What role does HCM technology play in helping employers develop a team culture? We asked several industry leaders who spend their time thinking about different aspects of company dynamics to join us in a discussion that, we hope, puts culture and technology in context. They are:
- Amy Ihlen, senior director, product management, ADP Next Gen HCM Talent.
- Anne Fulton, CEO, Fuel50.
- Shane Metcalf, chief culture officer, 15Five.
The discussion was moderated by HCM Technology Report Editor Mark Feffer.Our latest roundtable explores how technology contributes to the development of an impactful team culture. @ADP @Fuel50 @15Five #HR #HRTech Click To Tweet
Mark Feffer: We think about culture as being people-focused, but technology’s involved, as well. How does tech factor into creating a team-oriented culture?

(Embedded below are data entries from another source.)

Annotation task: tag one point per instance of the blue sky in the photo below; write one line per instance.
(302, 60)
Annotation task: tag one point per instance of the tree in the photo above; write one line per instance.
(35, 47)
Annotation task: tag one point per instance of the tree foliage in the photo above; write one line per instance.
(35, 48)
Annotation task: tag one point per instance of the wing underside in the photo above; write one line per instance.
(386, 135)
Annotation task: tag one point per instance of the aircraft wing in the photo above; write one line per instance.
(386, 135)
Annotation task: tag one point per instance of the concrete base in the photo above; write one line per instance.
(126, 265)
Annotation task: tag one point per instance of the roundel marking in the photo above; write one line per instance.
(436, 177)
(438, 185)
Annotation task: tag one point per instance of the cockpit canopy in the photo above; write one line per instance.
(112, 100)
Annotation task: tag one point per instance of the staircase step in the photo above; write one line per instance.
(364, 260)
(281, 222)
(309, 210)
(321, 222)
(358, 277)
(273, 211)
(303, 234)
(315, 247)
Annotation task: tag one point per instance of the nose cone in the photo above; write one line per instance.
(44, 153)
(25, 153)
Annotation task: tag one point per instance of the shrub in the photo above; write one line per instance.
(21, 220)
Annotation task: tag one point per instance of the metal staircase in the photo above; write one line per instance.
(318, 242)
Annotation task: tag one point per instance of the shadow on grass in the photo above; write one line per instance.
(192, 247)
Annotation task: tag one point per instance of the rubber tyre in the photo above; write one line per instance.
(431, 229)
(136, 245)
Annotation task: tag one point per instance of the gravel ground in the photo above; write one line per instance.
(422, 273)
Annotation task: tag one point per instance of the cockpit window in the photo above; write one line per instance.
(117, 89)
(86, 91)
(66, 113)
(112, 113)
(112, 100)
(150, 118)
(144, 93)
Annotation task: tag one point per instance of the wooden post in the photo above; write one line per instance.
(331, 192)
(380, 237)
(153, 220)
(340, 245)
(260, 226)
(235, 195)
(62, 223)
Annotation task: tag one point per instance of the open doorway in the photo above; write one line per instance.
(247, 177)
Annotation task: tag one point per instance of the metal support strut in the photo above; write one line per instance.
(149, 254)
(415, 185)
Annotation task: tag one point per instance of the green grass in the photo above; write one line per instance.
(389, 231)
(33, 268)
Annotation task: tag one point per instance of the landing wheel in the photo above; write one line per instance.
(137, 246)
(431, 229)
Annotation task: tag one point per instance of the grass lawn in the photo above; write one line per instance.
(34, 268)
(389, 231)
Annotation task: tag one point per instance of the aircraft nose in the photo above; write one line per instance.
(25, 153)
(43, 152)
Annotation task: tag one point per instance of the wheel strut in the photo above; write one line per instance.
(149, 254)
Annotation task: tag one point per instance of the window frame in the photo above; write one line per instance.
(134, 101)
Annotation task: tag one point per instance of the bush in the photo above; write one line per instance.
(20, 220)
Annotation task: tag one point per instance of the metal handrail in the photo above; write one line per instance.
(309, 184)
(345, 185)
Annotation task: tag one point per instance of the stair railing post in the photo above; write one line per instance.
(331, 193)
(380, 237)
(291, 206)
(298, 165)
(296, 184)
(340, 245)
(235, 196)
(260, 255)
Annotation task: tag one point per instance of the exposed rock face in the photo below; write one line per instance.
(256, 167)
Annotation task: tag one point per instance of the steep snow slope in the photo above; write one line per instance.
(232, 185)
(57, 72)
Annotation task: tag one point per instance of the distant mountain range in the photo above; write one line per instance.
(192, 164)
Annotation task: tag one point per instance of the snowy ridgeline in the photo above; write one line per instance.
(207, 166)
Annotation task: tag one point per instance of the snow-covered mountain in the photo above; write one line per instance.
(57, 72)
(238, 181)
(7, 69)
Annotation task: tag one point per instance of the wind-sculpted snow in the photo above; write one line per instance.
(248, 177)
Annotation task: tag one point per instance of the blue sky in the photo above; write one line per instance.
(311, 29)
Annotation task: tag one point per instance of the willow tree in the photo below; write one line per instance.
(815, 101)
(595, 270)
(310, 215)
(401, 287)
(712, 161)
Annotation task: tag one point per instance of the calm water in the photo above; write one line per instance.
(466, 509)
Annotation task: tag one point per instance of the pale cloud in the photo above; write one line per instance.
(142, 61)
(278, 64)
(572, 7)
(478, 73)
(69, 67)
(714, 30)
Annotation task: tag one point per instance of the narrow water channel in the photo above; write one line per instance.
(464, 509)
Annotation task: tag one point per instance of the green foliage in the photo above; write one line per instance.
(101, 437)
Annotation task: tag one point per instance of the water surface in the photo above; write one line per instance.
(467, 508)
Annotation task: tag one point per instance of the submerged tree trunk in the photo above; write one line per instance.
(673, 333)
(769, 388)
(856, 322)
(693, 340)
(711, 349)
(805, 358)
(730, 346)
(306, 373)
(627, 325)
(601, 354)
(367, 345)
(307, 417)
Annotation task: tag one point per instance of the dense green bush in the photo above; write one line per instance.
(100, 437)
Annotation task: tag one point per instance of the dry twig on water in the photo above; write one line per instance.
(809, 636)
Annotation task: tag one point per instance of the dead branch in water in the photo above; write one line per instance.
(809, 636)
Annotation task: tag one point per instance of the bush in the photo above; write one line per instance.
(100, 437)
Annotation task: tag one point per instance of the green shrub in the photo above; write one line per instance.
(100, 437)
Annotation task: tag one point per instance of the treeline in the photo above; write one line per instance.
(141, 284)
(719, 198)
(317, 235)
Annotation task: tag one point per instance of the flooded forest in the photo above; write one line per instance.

Amy Ihlen: Technology can and should support a culture of teamwork by keeping people connected through agile team structures. These structures should include all types of workers, for example, direct hires, temporary, gig or replacement workers, contractors or freelancers. For leaders, this accelerates visibility to their teams’ results and uncovers where they have skills gaps that need to be filled.
People work on multiple teams. This is how work gets done. Technology is an enabler of helping team members coordinate their work and understand common goals, but more importantly it can provide a means to understand a person’s strengths and work style. This helps keep team members connected and on a path of growth and success.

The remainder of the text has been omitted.